Perhaps, you think, they represent a steadiness in this turbulent time. But our royal family hasn’t been functioning calmly and distantly enough to ignore for centuries. Even these days, when they are supposed to be political ciphers, they make idiots or worse of themselves, interfere with politicians, city planning, and, it turns out, have a right of veto in laws where their own private financial interests might be affected. The Windsors hardly represent the ideal family, consisting as they do, of divorcees and catastrophic marriages in the last three generations. They don’t offer wisdom, (though the Queen’s long experience is said to be useful to Prime Ministers) having notoriously no interest in anything intellectual, the arts or philosophy, while the heir to the throne, Prince Charles, believes in a horrible right wing mixed-up mysticism about spiritual spirals ruling nature, and a feudal faith in the ‘right’ order of things. But if they’re not the perfect family, neither are they Everyfamily. They have no idea how the world really is, having never actually lived in it. A friend of mine was given a medal by the Queen for services to the arts. During the audience with the Queen, my friend told her about a mentally ill woman she had come across who was the basis for something she wrote. There was a silence, and then the Queen replied, ‘But how do you meet such people?’ It was a real and baffled question, and genuine, because it’s unlikely that Her Majesty has met anyone accidentally, since, years ago, a mentally ill man broke into the palace and sat on the end of her bed.
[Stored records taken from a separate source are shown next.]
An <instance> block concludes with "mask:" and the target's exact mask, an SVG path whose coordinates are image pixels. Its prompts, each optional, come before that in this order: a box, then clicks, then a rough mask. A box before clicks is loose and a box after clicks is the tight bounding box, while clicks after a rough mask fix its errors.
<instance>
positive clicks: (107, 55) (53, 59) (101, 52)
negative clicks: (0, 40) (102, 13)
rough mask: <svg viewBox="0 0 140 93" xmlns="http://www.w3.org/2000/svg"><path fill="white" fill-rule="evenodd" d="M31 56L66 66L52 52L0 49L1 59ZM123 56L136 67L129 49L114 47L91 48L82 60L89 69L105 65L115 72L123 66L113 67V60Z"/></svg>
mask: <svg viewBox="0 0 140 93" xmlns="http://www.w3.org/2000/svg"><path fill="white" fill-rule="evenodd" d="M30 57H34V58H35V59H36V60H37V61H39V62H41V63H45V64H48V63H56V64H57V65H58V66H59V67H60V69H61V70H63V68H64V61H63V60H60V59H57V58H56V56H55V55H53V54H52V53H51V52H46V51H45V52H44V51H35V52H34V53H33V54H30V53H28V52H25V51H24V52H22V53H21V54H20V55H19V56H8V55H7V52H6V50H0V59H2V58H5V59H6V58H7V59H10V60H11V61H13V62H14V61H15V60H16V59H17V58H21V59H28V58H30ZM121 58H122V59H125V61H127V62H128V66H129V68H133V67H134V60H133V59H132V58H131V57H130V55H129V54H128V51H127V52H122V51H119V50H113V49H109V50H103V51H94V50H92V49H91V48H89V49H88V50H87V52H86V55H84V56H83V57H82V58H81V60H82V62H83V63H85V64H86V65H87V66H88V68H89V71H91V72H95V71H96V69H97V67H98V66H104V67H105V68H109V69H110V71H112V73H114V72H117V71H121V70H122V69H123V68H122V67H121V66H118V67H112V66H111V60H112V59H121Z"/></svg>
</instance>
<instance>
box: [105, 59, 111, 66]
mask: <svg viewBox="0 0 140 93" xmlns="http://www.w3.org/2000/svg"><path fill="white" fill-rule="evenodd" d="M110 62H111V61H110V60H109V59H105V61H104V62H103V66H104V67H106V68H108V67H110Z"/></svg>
So the British royal family seem to serve no other purpose than to fill the tabloid newspapers and magazines when hard news is either lacking or not attractive enough to sell papers. After a brief explanation of the Latin name for her unwellness, Kate’s and Will’s baby will give us nine full months of babble and nonsense, with no real content. It is like some crazy town crier walking around, ringing his bell and shouting incomprehensible gibberish, filling the air with noise, because silence is unacceptable and frightening. Or, if you want to be more modern, it is spam, filling our inboxes, so we don’t have to notice that no one emails us except for debt collectors.

This piece was written for my regular monthly column at the Goteborg-Postens for translation into Swedish.